Team USA Setting Noble Challenge for Itself with Defensive Identity
Even before Team USA tipped off its Olympic debut against China on Saturday, the Americans already had the gold medal secured on paper.
That's despite a slew of superstars opting to say home, including Stephen Curry, LeBron James, Russell Westbrook and Anthony Davis. Head coach Mike Krzyzewski's squad still smothers the entire field in name recognition and top-tier talent.
That's why no eyes blinked when Team USA delivered a 119-62 thrashing to start the tournament. It had, after all, throttled this same Chinese team by a total of 99 points during a pair of late-July exhibitions.
The U.S. built a 59-30 halftime lead in this meeting, and Coach K opened the third stanza with an all-bench unit. The five substitutes included four NBA All-Stars and one All-NBA first-team selection. No one else can field a five-man group like that, much less a bench.
Team USA's roster is stacked, but that's not what makes this group so scary. Saturday's showing unearthed a truth that should energize Krzyzewski's staff and terrify the rest of the field: Team USA has set an astronomical defensive standard and won't accept anything less.

If these tournament teams can't challenge the Americans, they'll use their defensive goals to do it themselves.
As Bleacher Report's Michael Pina relayed, those aims are historically high:
"The one thing we should be able to do better than everyone is play defense," Krzyzewski said last month, per Sean Deveney of Sporting News. "Other teams can score. A lot of them have real good three-point shooters. And we do, too. But we should be a better defensive team than those other teams."
If the Americans have a threat in this event, it's complacency. Maybe that doesn't feel like it should be an issue with 10 first-time Olympians on the 12-man roster, but it's a potential hurdle nonetheless. This group dominates the sport's best league on the planet.
No other team in the tournament can come close to that.
Not with Spain missing the likes of Marc Gasol and Serge Ibaka. Not with Argentina's core aging out of elite status. And not with France—perhaps the biggest thorn on paper—opening the Olympics with a 21-point loss to Australia.
Team USA could rest on its offensive laurels and probably be OK. The 69 points Kevin Durant, DeMarcus Cousins, Paul George and Kyrie Irving delivered were more than the entire Chinese team could muster. More impressive, the quartet produced those points on a wildly efficient 24-of-40 shooting (60 percent)—against a defense with four 7-footers.

But that was supposed to happen. Team USA is just too strong, too skilled, too explosive and too relentless. Offensive eruptions should be on rinse and repeat from here on out. No matter what the matchup dictates, Team USA has it in spades.
But it's the defense that could make this collection special. If this effort is maintained, then the tournament is already over. As ESPN's Marc Stein observed, most of China's productive offensive sets started with a miracle:
The formula doesn't need to change.
Team USA boasts an unfair amount of length, athleticism and versatility along the wings. It's small ball on steroids—a series of supremely talented interchangeable parts who can cycle through multiple defensive assignments without so much as a missed step.
The roster features four of last season's All-Defensive selections: Draymond Green and DeAndre Jordan from the first team, George and Jimmy Butler from the second. Cousins, Durant, Klay Thompson, Kyle Lowry and Harrison Barnes all received some level of support from the voters.
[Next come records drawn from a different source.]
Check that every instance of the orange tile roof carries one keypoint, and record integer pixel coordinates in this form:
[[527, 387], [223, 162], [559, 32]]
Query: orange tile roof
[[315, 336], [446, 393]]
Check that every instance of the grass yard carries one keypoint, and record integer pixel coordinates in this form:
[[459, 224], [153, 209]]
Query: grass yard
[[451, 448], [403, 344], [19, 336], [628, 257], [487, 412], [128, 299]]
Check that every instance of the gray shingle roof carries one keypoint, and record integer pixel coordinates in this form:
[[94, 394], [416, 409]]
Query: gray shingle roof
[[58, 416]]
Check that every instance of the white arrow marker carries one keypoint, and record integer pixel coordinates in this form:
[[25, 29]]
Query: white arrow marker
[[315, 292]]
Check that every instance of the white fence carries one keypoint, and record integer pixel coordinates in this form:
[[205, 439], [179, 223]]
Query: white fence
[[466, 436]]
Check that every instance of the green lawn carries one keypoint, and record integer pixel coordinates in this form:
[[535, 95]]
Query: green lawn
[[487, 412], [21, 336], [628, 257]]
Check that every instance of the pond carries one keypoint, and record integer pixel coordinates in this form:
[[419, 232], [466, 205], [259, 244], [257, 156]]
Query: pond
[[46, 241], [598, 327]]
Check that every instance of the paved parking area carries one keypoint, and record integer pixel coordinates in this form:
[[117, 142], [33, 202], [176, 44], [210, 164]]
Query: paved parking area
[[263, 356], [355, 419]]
Don't forget, defensive guru Tom Thibodeau helps oversee this team. And, as The Vertical's Michael Lee noted, Thibs won't have wavering defensive focus, no matter the score:
It's hard to think of an Olympic offense capable of bothering this group. China's certainly didn't, shooting a woeful 35.7 percent from the field. Take Yi Jianlian's 25 points out of the picture and the team managed just 37 points on 37 shots.
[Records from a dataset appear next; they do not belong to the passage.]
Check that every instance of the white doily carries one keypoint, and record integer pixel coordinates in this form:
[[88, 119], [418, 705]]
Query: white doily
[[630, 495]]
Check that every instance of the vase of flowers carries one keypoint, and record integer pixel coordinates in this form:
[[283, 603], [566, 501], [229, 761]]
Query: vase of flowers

"Team USA began to apply force on D like no one else in international hoops can, smothering the Chinese with the sort of all-over-the-floor pressure and resolve-sapping resistance at the rim that has numerous observers already anointing this the best defensive outfit that USA Basketball has ever fielded," Stein wrote.
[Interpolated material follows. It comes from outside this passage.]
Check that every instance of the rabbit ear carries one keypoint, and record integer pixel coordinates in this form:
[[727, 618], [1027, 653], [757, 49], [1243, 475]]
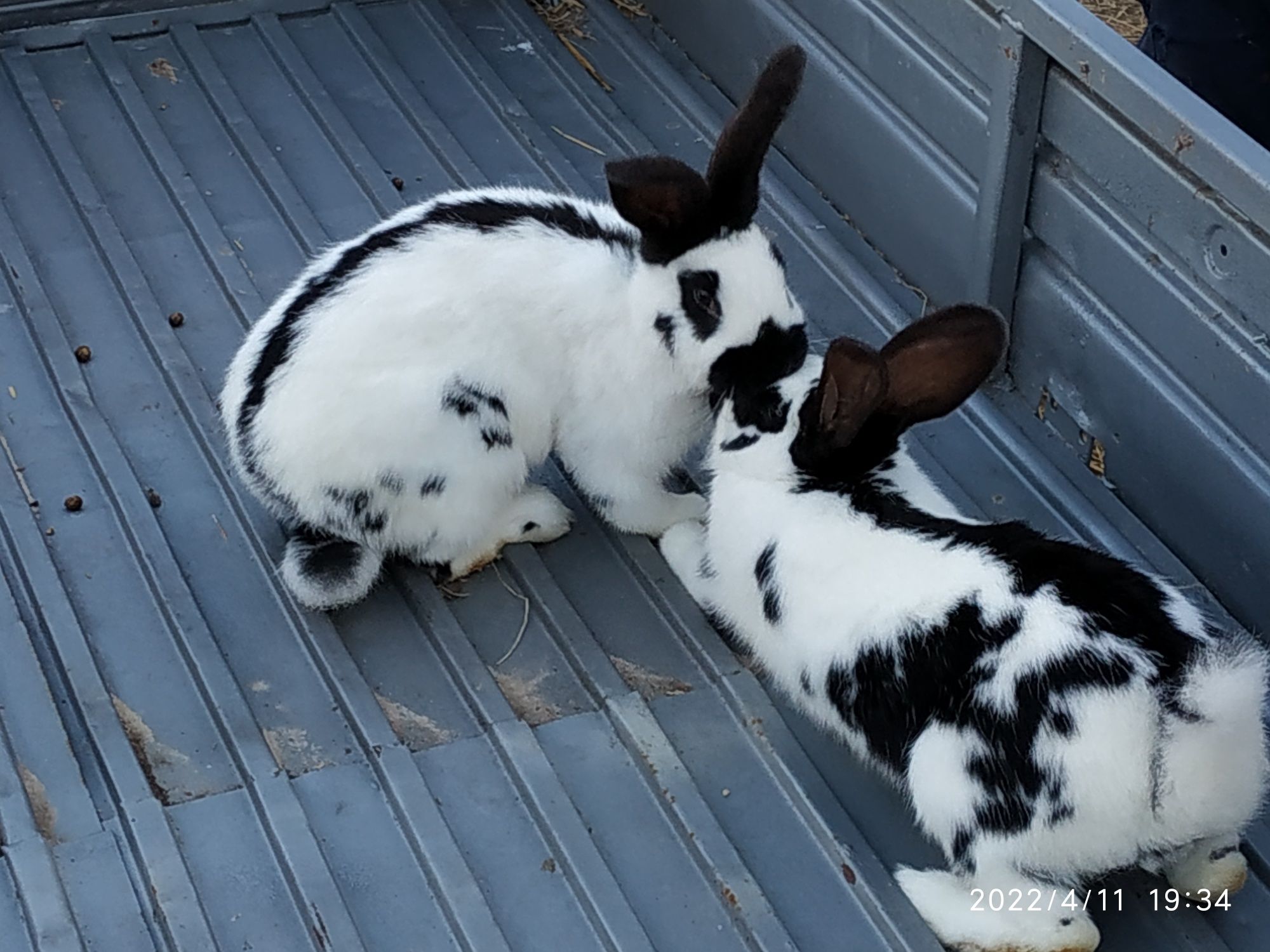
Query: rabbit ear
[[744, 143], [937, 364], [666, 200], [853, 385]]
Defense would be a fitting identity for this team.
It's the less glamorous side of basketball, and this roster isn't the most glamorous group by Team USA's ridiculous standards. It's still a superteam, sure, but it's no Dream Team, and not as strong as it could be had every eligible star answered the call.
Defense is also something that doesn't come easy, which is big, since so many things in this tournament likely will for the heavy favorites. It's a way to keep the entire team focused and engaged, even as the scoreboard spins out of control.
"We're here (on) business, we're focused on winning, and that's what we care about," Carmelo Anthony said before the opener, per USA Today's Sam Amick. "We don't want to let nothing come in between that."
Talent-wise, nothing likely will. More blowouts are almost certainly on the horizon.
That's what makes Team USA's internal challenge all the more compelling. They won't face a tougher test than realizing their own defensive ceiling and surpassing the best work of past Team USA stoppers.